First, phenotypic expression of RVD varies from asymptomatic, despite abnormalities on diagnostic testing, to obstructive shock. Unfortunately, available prognostic models classify echocardiographic RVD in a binary fashion (present/absent)4,7,10 whereas RVD exists on a continuum. Consequently, RVD is commonly found in acute PE8,10,11 and has been identified in more than half of patients hospitalized with PE referred for echocardiography.8 Existing data do not allow clinicians to judge the clinical impact of the severity of echocardiographic RVD,8 and only the phenotypic expression of refractory hypotension has clear therapeutic implications.6,7

Second, while echocardiographic RVD is associated with short-term mortality,10-12 absolute rates of adverse outcomes are quite low when RVD is identified. For example, in a study merging multiple prospective cohorts, Becattini et al. demonstrated that RVD diagnosed by echocardiography or CT occurred in 41% of hospitalized patients stratified to low-risk PE by the simplified Pulmonary Embolism Severity Index (sPESI).8 For these patients, the 30-day mortality was 1.2%,8 which approximates the expected mortality from a low-risk sPESI score alone (1.1%).13 Even among intermediate-risk acute PE patients with RVD and/or elevated troponin enrolled in thrombolysis trials, the overall risk of death at 30 days was approximately 2%-3%, irrespective of the treatment arm.5,14,15

Third, RVD identified by echocardiography does not inform or enhance prognostication as compared with cardiac biomarker testing. In a meta-analysis by Sanchez et al., echocardiographic RVD predicted death with a risk ratio of 2.53 (95% CI 1.17-5.50).12 However, both elevated cardiac troponin and brain natriuretic peptide indicated a significantly worse outcome than imaging findings, with risk ratios of 8.3 (95% CI 3.6-19.3) and 9.5 (95% CI 3.2-28.6), respectively.13 More recently, Jiménez derived and validated a multivariable risk prediction model for stable PE.11 In their data, echocardiographic RVD had an unadjusted odds ratio of 2.62 (95% CI 1.54-4.45) for predicting a 30-day complicated course. After multivariable adjustment that included sPESI scores, lower extremity ultrasound results, and cardiac biomarker testing, these odds became insignificant.11 In other words, identifying echocardiographic RVD did not improve prognostication in hemodynamically stable PE patients when other commonly available variables were used.

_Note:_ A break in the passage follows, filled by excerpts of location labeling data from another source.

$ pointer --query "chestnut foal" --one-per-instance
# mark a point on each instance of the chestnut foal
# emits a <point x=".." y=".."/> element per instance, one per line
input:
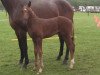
<point x="39" y="29"/>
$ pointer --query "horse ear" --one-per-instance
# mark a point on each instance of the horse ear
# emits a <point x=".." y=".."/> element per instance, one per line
<point x="29" y="4"/>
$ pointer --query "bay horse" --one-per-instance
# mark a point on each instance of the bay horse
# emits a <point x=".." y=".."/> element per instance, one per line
<point x="39" y="28"/>
<point x="43" y="9"/>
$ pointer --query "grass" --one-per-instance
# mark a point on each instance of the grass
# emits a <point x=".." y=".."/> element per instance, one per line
<point x="87" y="53"/>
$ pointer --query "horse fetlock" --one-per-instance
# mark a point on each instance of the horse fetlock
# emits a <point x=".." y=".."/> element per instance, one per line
<point x="72" y="62"/>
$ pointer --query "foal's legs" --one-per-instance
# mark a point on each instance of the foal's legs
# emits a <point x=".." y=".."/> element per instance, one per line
<point x="22" y="40"/>
<point x="71" y="46"/>
<point x="38" y="54"/>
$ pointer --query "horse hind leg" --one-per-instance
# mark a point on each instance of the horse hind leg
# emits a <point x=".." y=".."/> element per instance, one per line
<point x="22" y="40"/>
<point x="65" y="61"/>
<point x="71" y="46"/>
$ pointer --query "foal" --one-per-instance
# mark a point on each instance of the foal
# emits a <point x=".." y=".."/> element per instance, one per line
<point x="39" y="29"/>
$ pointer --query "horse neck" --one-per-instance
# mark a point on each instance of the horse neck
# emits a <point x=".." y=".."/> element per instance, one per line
<point x="10" y="5"/>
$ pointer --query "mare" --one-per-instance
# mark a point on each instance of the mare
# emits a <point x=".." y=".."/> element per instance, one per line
<point x="43" y="9"/>
<point x="39" y="28"/>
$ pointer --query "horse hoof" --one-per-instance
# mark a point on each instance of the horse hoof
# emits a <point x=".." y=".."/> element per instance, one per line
<point x="25" y="66"/>
<point x="58" y="58"/>
<point x="65" y="62"/>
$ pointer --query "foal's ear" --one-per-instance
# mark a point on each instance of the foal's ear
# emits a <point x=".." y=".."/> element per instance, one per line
<point x="29" y="4"/>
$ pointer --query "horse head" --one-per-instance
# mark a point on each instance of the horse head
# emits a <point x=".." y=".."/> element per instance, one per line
<point x="27" y="11"/>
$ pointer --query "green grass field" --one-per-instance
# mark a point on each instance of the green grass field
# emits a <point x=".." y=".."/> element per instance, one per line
<point x="87" y="53"/>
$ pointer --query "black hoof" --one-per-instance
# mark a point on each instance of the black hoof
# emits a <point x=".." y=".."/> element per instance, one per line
<point x="58" y="58"/>
<point x="65" y="62"/>
<point x="25" y="66"/>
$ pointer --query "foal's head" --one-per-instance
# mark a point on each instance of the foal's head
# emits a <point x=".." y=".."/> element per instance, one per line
<point x="27" y="12"/>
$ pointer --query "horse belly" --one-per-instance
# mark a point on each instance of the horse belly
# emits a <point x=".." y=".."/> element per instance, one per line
<point x="45" y="9"/>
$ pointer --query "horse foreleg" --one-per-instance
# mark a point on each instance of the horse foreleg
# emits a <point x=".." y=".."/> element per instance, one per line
<point x="71" y="46"/>
<point x="22" y="40"/>
<point x="61" y="48"/>
<point x="65" y="61"/>
<point x="38" y="55"/>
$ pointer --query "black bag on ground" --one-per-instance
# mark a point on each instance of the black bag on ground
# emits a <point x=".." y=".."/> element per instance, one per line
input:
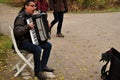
<point x="112" y="56"/>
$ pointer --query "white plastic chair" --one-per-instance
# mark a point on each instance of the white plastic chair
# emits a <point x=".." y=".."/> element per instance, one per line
<point x="25" y="58"/>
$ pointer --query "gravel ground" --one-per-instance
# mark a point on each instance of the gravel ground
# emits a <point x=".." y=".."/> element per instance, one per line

Finally, in hemodynamically stable patients, echocardiographic RVD might create patient anxiety and cause harm. In a recent retrospective cohort study of 64,037 stable patients with PE, exposure to echocardiography was associated with a five-fold increase in likelihood of having received thrombolysis without any significant differences in risk-adjusted mortality.16 These data suggest that when faced with an abnormal echocardiogram, clinicians and patients may opt for more aggressive, time-sensitive therapies. Basing thrombolysis decisions on echocardiographic RVD potentially subjects patients to harm without decreasing mortality.5,14,15 For example, the PEITHO study, which was the largest randomized trial evaluating thrombolysis in intermediate-risk acute PE, enrolled 1,006 patients and demonstrated that treating 29 intermediate-risk patients with thrombolysis prevented one case of hemodynamic decompensation.5 These benefits were counterbalanced by a number needed to harm of 14 to cause stroke or major bleeding. Ominous echocardiographic findings may also bias clinicians toward more intensive monitoring. Rates of echocardiogram utilization in hemodynamically stable PE are linked to higher rates of ICU admission and longer hospital stays without significant impact on patient outcomes.16

 

 

WHEN ECHOCARDIOGRAPHY MIGHT BE HELPFUL IN HEMODYNAMICALLY STABLE PATIENTS WITH PE

Echocardiography should be used to exclude other causes of hypotension in patients with presumed PE-related shock7,9 and to improve clinicians’ confidence prescribing systemic thrombolytics in the face of hemodynamic instability.6,7 Otherwise, echocardiography should be reserved for highly selected intermediate-risk patients with acute PE. Among patients with intermediate-risk PE, those most likely to decompensate or die typically satisfy all of the following conditions: (1) highest-risk PESI or sPESI scores, (2) elevated natriuretic peptides, (3) elevated troponin, and (4) proximal deep vein thrombosis (DVT) on lower extremity ultrasound.11,13 In such patients, the echocardiogram may reveal a critical “tipping point,” such as a right atrial or ventricular thrombus-in-transit, that may warrant more intensive monitoring and multidisciplinary input into the most appropriate treatment plan.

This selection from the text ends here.